Anomalous Cepheids in the Large Magellanic Cloud: Insight into their origin and connection with the star formation history

TL;DR

This study analyzes the properties and origins of 84 Anomalous Cepheids in the Large Magellanic Cloud, revealing their intermediate-age, metal-poor nature and their connection to the galaxy's star formation history.

Contribution

It provides new insights into the formation mechanism and population characteristics of Anomalous Cepheids using updated pulsation models and spatial distribution analysis.

Findings

ACs have a mean mass of 1.2 solar masses.

ACs are spatially distinct from classical Cepheids and old population tracers.

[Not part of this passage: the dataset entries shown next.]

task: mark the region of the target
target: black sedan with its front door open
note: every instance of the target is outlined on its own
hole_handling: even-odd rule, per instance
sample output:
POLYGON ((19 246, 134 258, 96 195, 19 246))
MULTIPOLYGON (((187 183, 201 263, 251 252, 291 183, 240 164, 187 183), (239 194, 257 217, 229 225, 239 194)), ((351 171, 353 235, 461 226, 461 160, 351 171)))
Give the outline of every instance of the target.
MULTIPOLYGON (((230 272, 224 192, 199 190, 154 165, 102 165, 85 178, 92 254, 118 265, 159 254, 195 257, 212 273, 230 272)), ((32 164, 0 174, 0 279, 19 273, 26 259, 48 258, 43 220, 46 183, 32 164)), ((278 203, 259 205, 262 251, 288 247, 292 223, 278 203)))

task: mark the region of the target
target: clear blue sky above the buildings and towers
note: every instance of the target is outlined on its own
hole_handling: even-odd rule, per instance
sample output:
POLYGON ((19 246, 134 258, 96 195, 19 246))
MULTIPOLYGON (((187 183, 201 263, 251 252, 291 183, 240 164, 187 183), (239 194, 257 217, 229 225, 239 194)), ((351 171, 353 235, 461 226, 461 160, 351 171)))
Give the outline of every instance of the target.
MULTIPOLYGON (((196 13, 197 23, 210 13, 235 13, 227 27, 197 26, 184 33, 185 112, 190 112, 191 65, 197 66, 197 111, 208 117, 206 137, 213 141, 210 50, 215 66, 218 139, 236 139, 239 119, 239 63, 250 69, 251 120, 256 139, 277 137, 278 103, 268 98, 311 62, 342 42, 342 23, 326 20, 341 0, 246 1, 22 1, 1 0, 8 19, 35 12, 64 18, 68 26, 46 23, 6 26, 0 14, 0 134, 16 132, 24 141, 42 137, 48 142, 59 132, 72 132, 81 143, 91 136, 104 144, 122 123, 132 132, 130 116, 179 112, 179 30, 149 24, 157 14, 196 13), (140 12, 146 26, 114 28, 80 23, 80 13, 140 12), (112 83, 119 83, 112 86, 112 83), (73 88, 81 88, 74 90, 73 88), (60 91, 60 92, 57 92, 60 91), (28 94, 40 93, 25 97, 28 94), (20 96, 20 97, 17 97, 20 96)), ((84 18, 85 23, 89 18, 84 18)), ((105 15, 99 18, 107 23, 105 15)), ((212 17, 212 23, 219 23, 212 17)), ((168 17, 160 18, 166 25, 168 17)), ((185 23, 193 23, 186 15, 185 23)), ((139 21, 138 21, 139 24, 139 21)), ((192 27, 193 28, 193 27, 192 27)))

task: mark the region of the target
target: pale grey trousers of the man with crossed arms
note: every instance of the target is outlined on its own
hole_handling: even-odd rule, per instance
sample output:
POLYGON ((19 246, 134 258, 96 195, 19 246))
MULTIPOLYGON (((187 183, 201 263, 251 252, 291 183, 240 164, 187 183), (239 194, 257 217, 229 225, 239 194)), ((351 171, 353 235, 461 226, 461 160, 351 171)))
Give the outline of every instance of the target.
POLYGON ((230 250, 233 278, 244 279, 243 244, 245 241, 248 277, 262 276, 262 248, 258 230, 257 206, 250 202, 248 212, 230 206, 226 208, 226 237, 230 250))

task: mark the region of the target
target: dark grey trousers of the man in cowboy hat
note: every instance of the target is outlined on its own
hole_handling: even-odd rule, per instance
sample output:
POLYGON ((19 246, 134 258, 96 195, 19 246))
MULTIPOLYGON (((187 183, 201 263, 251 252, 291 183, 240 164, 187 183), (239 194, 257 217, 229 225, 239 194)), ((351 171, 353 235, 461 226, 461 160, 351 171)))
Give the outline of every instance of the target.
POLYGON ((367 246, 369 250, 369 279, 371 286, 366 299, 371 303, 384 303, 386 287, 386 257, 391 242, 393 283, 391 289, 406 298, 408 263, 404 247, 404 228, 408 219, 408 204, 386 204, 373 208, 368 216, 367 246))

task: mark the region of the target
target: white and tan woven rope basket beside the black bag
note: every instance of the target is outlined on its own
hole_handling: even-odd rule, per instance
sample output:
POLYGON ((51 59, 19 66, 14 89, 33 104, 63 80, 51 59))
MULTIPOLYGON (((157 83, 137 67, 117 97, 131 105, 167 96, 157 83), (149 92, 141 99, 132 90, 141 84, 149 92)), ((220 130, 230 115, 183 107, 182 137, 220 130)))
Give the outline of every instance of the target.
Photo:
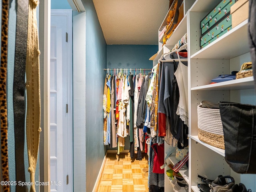
POLYGON ((197 106, 198 138, 209 145, 224 149, 224 134, 218 104, 202 101, 197 106))

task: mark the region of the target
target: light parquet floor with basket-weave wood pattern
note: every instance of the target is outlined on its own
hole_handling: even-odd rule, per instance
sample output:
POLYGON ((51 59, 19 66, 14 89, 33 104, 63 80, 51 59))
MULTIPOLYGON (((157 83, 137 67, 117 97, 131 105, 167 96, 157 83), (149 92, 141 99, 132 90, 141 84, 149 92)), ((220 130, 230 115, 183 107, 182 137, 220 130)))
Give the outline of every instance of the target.
POLYGON ((148 155, 140 161, 130 153, 107 153, 97 192, 148 192, 148 155))

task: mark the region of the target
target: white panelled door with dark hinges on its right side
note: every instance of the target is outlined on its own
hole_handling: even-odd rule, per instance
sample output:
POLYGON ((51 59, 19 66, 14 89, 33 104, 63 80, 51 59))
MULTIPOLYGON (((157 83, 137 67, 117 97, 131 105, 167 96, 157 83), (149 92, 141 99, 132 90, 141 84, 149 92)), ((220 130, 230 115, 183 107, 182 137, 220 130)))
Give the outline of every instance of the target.
POLYGON ((50 191, 73 190, 72 10, 51 11, 50 191))

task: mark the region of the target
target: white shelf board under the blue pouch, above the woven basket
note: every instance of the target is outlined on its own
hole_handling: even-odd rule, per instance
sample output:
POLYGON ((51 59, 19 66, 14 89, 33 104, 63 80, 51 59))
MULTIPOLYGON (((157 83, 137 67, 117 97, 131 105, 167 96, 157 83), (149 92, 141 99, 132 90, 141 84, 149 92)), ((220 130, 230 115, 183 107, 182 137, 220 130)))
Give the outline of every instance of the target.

ACs are mainly intermediate-age, metal-poor stars formed via single and binary channels.

Abstract

Context. The properties of variable stars can give independent constraints on the star formation history of the host galaxy, by determining the age and metallicity of the parent population. Aims. We investigate the pulsation properties of 84 Anomalous Cepheids (ACs) detected by the OGLE-III survey in the Large Magellanic Cloud (LMC), in order to understand the formation mechanism and the characteristics of the parent population they came from. Methods. We used an updated theoretical pulsation scenario to derive the mass and the pulsation mode of each AC in the sample. We also used a Kolmogorov-Smirnov test to analyze the spatial distribution of the ACs, in comparison with that of other groups of variable stars, and connect their properties with the star formation history of the LMC. Results. We find that the mean mass of ACs is 1.2 \pm 0.2Mo. We show that ACs do not follow the same spatial distribution of classical Cepheids. This and the difference in their period-luminosity relations further support the hypothesis that ACs are not the extension to low luminosity of classical Cepheids. The spatial distribution of ACs is also different from that of bona-fide tracers of the old population, such as RR Lyrae stars and population II Cepheids. We therefore suggest that the majority of ACs in the LMC are made of intermediate-age (1-6Gyr), metal-poor single stars. Finally, we investigate the relation between the frequency of ACs and the luminosity of the host galaxy, disclosing that purely old systems follow a very tight relation and that galaxies with strong intermediate-age and young star formation tend to have an excess of ACs, in agreement with their hosting ACs formed via both single and binary star channels.